Terrapins living in a country park lake have been rehomed into a specialist turtle sanctuary in a bid to safeguard their future wellbeing and protect the water’s ecosystem.
The reptiles, whose diet includes fish, amphibians, small rodents, birds, eggs, larvae and plants, have been upsetting the natural habitat of other plants, insects and wildlife at Black Park lake near Slough, after being abandoned by previous owners.
In a bid to solve the problem, Buckinghamshire Council’s country parks team joined forces with the National Turtle Sanctuary to relocate the creatures.
Working with experts from the sanctuary, the team placed a number of humane traps in the lake to carefully capture the reptiles. The sanctuary retrieved the semi-aquatic creatures and transported them back to their base in Lincolnshire where they took up permanent residence in a new custom-built home.
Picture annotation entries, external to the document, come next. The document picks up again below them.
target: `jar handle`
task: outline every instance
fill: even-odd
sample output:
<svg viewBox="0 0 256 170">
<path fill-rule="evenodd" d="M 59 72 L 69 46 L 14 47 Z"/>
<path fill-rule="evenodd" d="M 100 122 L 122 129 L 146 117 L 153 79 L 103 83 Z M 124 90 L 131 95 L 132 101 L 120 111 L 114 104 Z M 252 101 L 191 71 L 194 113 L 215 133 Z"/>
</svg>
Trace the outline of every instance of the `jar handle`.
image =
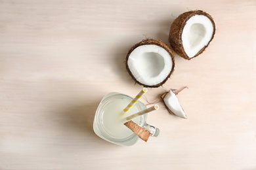
<svg viewBox="0 0 256 170">
<path fill-rule="evenodd" d="M 153 126 L 151 126 L 150 124 L 148 124 L 147 123 L 145 123 L 144 126 L 143 126 L 144 128 L 148 130 L 150 132 L 150 136 L 152 137 L 157 137 L 159 135 L 159 133 L 160 132 L 160 130 Z"/>
</svg>

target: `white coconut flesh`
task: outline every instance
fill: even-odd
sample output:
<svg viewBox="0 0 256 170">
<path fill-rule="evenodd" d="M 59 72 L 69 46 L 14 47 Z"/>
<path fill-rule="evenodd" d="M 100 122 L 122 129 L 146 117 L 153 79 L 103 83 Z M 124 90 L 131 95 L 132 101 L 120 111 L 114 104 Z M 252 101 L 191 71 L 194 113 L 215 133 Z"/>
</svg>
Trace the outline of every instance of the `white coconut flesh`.
<svg viewBox="0 0 256 170">
<path fill-rule="evenodd" d="M 163 98 L 163 101 L 167 107 L 176 116 L 186 118 L 186 116 L 181 107 L 176 95 L 170 90 Z"/>
<path fill-rule="evenodd" d="M 148 86 L 163 82 L 173 67 L 168 52 L 155 44 L 141 45 L 136 48 L 130 54 L 127 64 L 136 80 Z"/>
<path fill-rule="evenodd" d="M 209 44 L 213 34 L 211 20 L 203 15 L 191 17 L 184 27 L 182 41 L 184 50 L 189 58 L 193 58 Z"/>
</svg>

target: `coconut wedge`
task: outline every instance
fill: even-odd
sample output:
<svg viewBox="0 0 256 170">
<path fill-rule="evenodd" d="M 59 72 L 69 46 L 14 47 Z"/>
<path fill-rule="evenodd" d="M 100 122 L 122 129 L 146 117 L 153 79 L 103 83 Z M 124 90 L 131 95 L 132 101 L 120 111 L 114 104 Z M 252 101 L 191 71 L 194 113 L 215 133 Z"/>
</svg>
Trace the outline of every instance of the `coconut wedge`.
<svg viewBox="0 0 256 170">
<path fill-rule="evenodd" d="M 126 69 L 140 85 L 158 88 L 163 85 L 172 74 L 174 55 L 161 41 L 146 39 L 133 46 L 126 56 Z"/>
<path fill-rule="evenodd" d="M 215 33 L 215 24 L 209 14 L 202 10 L 189 11 L 171 24 L 169 42 L 177 54 L 190 60 L 205 50 Z"/>
<path fill-rule="evenodd" d="M 150 136 L 150 132 L 143 128 L 139 126 L 133 120 L 130 120 L 124 124 L 128 128 L 133 131 L 139 138 L 146 142 Z"/>
<path fill-rule="evenodd" d="M 186 118 L 186 116 L 179 102 L 178 98 L 172 90 L 164 94 L 161 97 L 168 111 L 182 118 Z"/>
</svg>

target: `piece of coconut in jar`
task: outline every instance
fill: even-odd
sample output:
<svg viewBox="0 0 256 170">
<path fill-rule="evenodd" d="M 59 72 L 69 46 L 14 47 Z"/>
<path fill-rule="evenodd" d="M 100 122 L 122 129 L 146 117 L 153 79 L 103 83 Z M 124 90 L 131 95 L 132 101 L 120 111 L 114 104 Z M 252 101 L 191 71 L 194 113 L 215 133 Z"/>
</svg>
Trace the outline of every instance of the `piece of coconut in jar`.
<svg viewBox="0 0 256 170">
<path fill-rule="evenodd" d="M 163 94 L 161 96 L 161 98 L 163 99 L 166 109 L 171 114 L 186 119 L 185 112 L 184 112 L 183 109 L 181 107 L 178 98 L 177 97 L 177 95 L 179 94 L 179 92 L 182 91 L 185 88 L 187 87 L 184 87 L 180 90 L 171 90 L 169 92 Z"/>
</svg>

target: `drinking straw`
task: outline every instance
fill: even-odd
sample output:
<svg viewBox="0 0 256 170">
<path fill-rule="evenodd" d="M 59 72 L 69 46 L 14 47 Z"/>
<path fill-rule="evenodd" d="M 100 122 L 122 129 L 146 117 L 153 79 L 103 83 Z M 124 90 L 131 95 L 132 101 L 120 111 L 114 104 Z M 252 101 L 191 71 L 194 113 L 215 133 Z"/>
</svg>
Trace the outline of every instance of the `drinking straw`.
<svg viewBox="0 0 256 170">
<path fill-rule="evenodd" d="M 129 116 L 125 118 L 125 119 L 127 120 L 130 120 L 133 118 L 135 118 L 136 117 L 138 117 L 139 116 L 141 116 L 141 115 L 143 115 L 146 113 L 148 113 L 148 112 L 152 112 L 152 111 L 154 111 L 154 110 L 158 110 L 159 109 L 159 107 L 158 105 L 155 105 L 154 106 L 152 106 L 151 107 L 149 107 L 149 108 L 147 108 L 142 111 L 140 111 L 140 112 L 138 112 L 137 113 L 135 113 L 131 116 Z"/>
<path fill-rule="evenodd" d="M 123 111 L 121 112 L 122 114 L 125 114 L 125 112 L 128 112 L 131 107 L 132 107 L 137 101 L 138 100 L 142 97 L 143 94 L 144 94 L 146 92 L 148 92 L 148 89 L 146 88 L 144 88 L 141 91 L 136 95 L 135 98 L 134 98 L 130 103 L 125 108 L 123 109 Z"/>
</svg>

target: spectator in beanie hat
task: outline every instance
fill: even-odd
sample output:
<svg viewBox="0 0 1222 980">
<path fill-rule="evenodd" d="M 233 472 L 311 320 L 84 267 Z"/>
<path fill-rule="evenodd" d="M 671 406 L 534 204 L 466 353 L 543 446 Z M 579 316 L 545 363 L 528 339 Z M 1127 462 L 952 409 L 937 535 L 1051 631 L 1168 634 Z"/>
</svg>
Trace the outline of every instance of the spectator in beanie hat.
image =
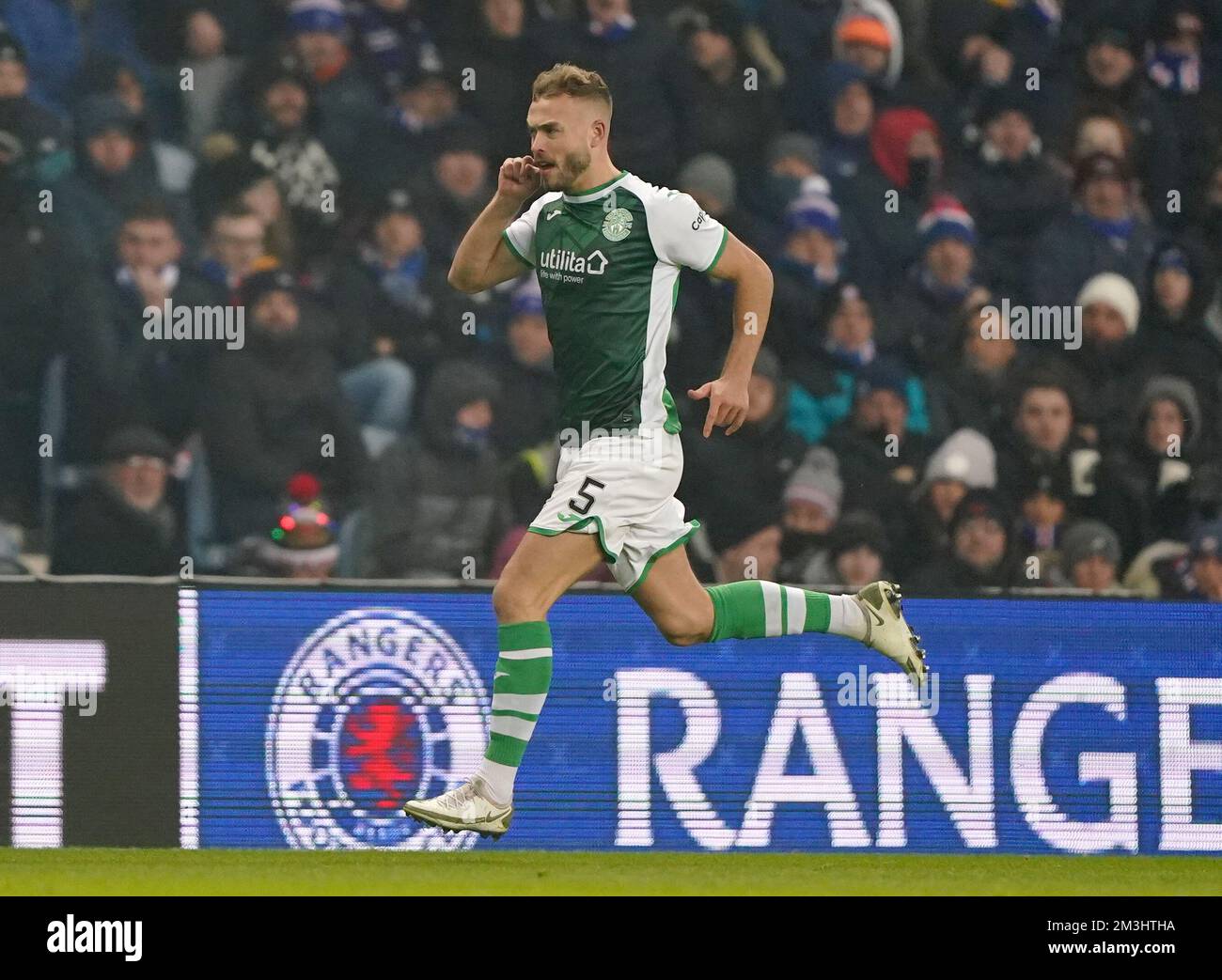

Andy Ferguson, herpetologist from the National Turtle Sanctuary, said: “Black Park lake is a beautiful
location and many people may think the terrapins would be happy here but unfortunately that is not the case. Without proper acclimatisation and monitoring within their environments they can suffer awful consequences.”
Clive Harriss, the council’s cabinet member for culture and leisure, added: “Our country parks provide a natural home to a wide variety of plants and wildlife. Sadly terrapins are not one of those natural species. We have had to carry out this work to ensure these creatures are taken somewhere better suited to their needs and our native species do not suffer at their expense.
“I would urge anyone who has a pet terrapin but who perhaps can no longer look after it to get in touch with organisations like the National Turtle Sanctuary to enquire about rehoming in a suitable new environment.”